Tudo ao molho e fé em Gyokeres
Morte em “Veneza”
Pedro Azevedo
Há quem diga que Aveiro é a Veneza portuguesa. Se assim é, talvez até haja um Casanova à solta na terra dos moliceiros. A haver, desconhecer-se-á a sua identidade e paradeiro, mas ontem chegou a parecer tratar-se de Gyokeres e estar nesse "Elefante Branco" (construído de propósito para o Euro 2004), tal a facilidade com que na primeira parte ajudou a abanar o véu da noiva. Mas tudo não passou de uma ilusão porque o Casanova não deixava para terceiros aquilo que era da sua competência e o Gyokeres desperdiçou duas claras oportunidades de abanar ele próprio o véu da noiva.
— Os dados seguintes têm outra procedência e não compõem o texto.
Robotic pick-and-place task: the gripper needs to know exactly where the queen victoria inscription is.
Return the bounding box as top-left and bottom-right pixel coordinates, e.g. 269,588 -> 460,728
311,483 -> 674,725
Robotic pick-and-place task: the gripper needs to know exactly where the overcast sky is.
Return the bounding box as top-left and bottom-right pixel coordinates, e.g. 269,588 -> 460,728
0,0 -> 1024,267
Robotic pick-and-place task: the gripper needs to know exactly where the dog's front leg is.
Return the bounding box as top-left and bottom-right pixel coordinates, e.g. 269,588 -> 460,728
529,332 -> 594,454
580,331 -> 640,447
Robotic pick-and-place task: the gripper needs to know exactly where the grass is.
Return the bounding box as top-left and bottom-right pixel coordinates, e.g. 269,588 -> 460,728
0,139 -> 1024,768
Ilusão foi também pensar-se que o enredo do jogo já estava escrito após o 3-0. O problema foi Ruben Amorim ter desenvolvido uma estranha obsessão pela permanência do intranquilo Debast em campo que permitiu o volte-vace no marcador. E do argumento de Casanova passámos para o Thomas Mann e o seu Morte em Veneza.
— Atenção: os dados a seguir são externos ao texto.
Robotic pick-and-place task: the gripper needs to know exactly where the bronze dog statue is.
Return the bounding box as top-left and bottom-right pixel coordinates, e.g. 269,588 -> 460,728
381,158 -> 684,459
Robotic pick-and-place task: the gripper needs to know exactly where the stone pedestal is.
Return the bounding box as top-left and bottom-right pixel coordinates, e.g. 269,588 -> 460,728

Esta coisa de ser Sportinguista tem muito que se lhe diga. Envolve uma dose cavalar de Lexotan e um desfibrilador sempre à mão de semear. Não admira assim que este Sportinguista não tenha embandeirado em arco mesmo com 3 golos à maior. É isso, em cada Sportinguista há um cinico, um ser desconfiado, um Abraracourcix sempre à espera que o céu lhe caia em cima da cabeça. Eu sei, seria altamente improvável e nada racional pensar-se que um dia o céu nos cairia em cima da cabeça. Mas os dinossauros pensaram o mesmo e um dia levaram com um meteoro na província de Yucatán que se assemelhou a uma explosão nuclear e conduziu à sua extinção, abalo semelhante ao que ontem foi psicologicamente sentido em Aveiro e em todos os lares onde há um Sportinguista. A boa notícia é que não nos extinguiremos nunca, daremos a volta - não, não me falem em "remontadas", senão não dormirei de noite - apoiados em meninos como o jovem Quenda que na sua estreia oficial marcou à Jordão. Leões rampantes são assim, ficam sempre de pé, ainda que uma e outra vez pequem pela esmerada arte de perdoar, indo do 80 para o 8, da potencial goleada à derrota, reanimando moribundos e dando moral ao novo Porto de Villas-Boas e de Vítor Bruno por falta de algo que há 30 anos o grande Bobby Robson - ainda assim, não tão grande que se tivesse salvado de um despedimento aéreo que mais pareceu saído de um sketch do Aeroplano, com o Leslie Nielsen (também tinha o cabelo branco) como protagonista - definiu em duas palavras anglo-saxãs: killer instinct.
Tenor "Tudo ao molho...": Gyokeres. Menções honrosas: Quaresma, Quenda e Pote.